Several caveats have to be taken into consideration before conclusions can be made. This study uses cross-sectional data, therefore, causal or temporal inferences cannot be made. In addition, we did not use objective measures to determine the level of deviation from self -reported physical activity, dietary intake, or sedentary behaviours, and thus, we could not establish the levels of discrepancies in self-reports attributed by the bias. While the response rate of approximately 66% is acceptable, [47], the results may not be representative of non-responders. As this study uses face-to-face surveys, social desirability bias may be larger than other surveying modes that provide better levels of anonymity. However, due to an ageing society, face-to-face interviews were necessary to engage hard-to-reach groups such as older adults. This was the first study that investigated social desirability bias in a multi-cultural Asian context. Results are based on a large cohort sample that is representative of Singapore’s resident population.

Conclusion

Due to Singapore’s unique cultural makeup, pre-existing popular abbreviated scales had failed to provide an acceptable factorial fit of local data.
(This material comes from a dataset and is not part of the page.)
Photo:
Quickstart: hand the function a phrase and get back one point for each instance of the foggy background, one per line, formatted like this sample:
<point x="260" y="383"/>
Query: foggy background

Instead, a unique 21-item modified scale had produced the best fit. Additionally, certain groups of participants were identified to be more likely to exercise this bias, which could be due to unconscious social motivations that interact with face-to-face research. Nonetheless, only a small proportion of variance of scores on self-report lifestyle scores could be explained by social desirability bias, which is reassuring as it suggests that participants were not greatly influenced by social expectations to respond in a socially desirable way despite a face-to-face survey, which has a lower level of anonymity than online surveys. In conclusion, measuring social desirability bias in health-based research reliant on self-report methodology is highly encouraged so as to account for its effects.